China has awarded TDD spectrum for LTE to all three mobile operators, and while the wireless suppliers, in particular, seem to have been waiting for this moment for aeons, in fact it is well ahead of schedule and indicates the importance of 4G to the country‘s ongoing economic transformation – to bring broadband services to more inhabitants and businesses, and to kickstart a global TD-LTE ecosystem which Chinese companies shape and dominate.
At one time, China's MIIT (Ministry of Industry and Information) hinted it might delay new spectrum allocations until 2015 to allow the cellcos to maximize returns on their 3G investments first. China Mobile, stuck with the least attractive 3G platform – the homegrown and isolated TD-SCDMA, with its shortage of devices and performance gaps – lobbied against this view, seeing its smaller rivals, China Unicom and China Telecom, already closing on it in terms of 3G uptake.
The largest carrier embarked on an ambitious series of TD-LTE roll-outs – trials in name but supporting wide-scale coverage and full services – designed to instil confidence in the technology and attract ecosystem support, in effect promoting it to almost-equal partnership with its better established FDD cousin.

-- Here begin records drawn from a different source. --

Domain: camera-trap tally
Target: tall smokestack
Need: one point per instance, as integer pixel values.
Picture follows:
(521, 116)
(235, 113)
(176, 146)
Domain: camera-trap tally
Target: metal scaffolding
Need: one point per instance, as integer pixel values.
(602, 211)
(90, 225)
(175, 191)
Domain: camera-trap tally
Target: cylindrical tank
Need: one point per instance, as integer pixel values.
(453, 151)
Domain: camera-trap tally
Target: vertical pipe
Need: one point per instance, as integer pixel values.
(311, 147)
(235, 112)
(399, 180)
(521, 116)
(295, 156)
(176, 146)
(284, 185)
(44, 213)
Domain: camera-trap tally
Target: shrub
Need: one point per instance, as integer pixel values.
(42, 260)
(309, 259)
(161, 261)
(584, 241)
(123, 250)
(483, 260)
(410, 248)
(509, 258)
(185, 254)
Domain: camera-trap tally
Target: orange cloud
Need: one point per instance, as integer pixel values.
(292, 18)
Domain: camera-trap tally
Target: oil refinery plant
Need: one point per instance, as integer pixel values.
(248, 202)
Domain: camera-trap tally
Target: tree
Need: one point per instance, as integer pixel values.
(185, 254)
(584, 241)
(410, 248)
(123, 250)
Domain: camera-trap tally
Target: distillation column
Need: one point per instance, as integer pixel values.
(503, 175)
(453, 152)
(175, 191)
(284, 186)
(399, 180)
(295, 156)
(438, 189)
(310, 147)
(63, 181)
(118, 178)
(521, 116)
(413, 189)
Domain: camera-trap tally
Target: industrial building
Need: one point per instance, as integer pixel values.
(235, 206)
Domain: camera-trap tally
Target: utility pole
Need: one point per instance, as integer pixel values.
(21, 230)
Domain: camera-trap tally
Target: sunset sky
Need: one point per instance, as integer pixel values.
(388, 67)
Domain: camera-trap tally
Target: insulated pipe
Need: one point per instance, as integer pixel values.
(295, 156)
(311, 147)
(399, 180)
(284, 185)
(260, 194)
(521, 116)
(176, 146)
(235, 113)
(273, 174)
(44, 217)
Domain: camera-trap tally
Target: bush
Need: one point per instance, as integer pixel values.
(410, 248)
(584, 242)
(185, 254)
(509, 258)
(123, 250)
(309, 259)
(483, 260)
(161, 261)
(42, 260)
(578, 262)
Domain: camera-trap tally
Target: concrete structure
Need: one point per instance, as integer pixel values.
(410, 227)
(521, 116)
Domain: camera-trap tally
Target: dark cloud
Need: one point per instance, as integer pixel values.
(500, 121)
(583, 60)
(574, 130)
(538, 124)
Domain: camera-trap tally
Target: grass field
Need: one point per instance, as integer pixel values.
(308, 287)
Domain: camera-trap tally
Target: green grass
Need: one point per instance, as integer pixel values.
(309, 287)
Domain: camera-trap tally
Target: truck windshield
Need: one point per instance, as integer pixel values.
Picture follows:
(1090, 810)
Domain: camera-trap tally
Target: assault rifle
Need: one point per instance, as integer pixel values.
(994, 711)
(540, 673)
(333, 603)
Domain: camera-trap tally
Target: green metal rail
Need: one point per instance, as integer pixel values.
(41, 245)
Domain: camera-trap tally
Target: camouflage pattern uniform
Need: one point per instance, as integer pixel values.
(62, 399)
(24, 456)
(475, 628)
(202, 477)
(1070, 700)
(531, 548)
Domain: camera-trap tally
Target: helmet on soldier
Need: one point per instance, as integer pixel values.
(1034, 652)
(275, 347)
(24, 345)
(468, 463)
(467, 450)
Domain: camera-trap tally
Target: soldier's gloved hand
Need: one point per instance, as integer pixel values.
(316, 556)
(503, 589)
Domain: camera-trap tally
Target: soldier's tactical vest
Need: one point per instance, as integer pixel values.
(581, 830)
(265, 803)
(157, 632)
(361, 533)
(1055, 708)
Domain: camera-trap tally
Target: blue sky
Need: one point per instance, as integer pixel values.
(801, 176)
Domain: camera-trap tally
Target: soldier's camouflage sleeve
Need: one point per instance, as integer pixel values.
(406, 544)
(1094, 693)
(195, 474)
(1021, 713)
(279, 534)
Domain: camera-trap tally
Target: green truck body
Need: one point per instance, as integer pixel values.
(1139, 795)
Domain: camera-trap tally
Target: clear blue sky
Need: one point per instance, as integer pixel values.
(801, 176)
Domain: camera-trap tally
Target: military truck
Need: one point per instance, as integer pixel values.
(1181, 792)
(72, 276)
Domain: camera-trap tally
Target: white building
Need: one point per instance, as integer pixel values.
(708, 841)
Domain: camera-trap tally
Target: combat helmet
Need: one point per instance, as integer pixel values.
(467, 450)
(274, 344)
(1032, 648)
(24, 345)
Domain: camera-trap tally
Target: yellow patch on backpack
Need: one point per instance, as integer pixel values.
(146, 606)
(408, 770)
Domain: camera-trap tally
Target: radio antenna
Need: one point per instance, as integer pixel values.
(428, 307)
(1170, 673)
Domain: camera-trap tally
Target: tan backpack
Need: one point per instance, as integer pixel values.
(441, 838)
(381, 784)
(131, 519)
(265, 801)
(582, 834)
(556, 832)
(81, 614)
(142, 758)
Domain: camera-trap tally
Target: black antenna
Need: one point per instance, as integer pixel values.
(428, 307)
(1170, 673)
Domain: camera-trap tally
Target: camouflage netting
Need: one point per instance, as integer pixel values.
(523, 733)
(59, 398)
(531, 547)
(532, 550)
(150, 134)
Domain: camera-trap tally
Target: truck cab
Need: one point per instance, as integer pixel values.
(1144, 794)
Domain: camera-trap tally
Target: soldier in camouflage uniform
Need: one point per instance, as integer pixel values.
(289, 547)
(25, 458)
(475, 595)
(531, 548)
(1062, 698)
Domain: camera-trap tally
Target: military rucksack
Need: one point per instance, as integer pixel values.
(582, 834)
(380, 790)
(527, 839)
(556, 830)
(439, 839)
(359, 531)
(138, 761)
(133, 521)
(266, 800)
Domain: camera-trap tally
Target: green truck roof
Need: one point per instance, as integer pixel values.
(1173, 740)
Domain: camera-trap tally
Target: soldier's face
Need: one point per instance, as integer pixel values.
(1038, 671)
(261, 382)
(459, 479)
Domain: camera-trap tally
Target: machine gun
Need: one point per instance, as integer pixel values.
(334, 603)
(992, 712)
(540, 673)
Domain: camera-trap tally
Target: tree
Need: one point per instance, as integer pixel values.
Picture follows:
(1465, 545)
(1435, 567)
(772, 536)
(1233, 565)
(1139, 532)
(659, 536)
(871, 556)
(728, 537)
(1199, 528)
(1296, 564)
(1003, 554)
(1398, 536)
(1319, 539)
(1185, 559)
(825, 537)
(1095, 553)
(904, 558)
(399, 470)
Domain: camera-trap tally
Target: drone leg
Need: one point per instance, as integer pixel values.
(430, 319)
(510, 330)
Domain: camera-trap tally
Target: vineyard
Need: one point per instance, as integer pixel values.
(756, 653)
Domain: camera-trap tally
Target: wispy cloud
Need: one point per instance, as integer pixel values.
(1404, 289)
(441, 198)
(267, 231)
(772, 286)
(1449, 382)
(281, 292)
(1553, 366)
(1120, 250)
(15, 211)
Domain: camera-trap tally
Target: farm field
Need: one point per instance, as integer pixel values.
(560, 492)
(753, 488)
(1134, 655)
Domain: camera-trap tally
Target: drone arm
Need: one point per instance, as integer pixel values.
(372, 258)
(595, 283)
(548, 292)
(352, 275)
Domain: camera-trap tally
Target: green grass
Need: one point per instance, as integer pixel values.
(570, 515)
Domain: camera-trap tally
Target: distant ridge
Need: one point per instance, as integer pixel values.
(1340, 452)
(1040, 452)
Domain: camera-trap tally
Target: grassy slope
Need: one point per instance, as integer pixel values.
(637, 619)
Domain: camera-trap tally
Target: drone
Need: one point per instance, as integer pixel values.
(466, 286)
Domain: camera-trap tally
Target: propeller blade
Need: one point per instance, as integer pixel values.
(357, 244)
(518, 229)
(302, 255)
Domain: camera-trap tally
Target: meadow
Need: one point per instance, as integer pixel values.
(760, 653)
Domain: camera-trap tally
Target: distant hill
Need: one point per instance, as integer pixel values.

In a final effort to swing the balance of power back in its own direction, Mobile also lobbied for Unicom and Telecom, which have their 3G networks in FDD spectrum, to be given TDD frequencies for 4G.
Although they will get FDD-LTE allocations in future, for now they have a dilemma – to move quickly to LTE and keep up with Mobile, they will need to invest in an unfamiliar technology and in multimode devices; to keep everything in paired spectrum, they will need to stick to 3G for mobile broadband services, perhaps for 2-3 more years. Of course, it is getting increasingly practical to combine 3G, FD-LTE and TD-LTE, with vendors gathering around the likes of Softbank and Sprint, but it will still increase the time-to-market gap between the Chinese players.
In other words, the largest cellco has played a blinder here and will now be able to expand its own roll-outs, and its 4G headstart over its competitors. It has already been overlaying LTE on existing TD-SCDMA sites and will now have new spectrum capacity, as well as, it is assumed, winning the 4G operating licence to accompany the frequencies – which will let it switch its existing trial systems to full commercial status.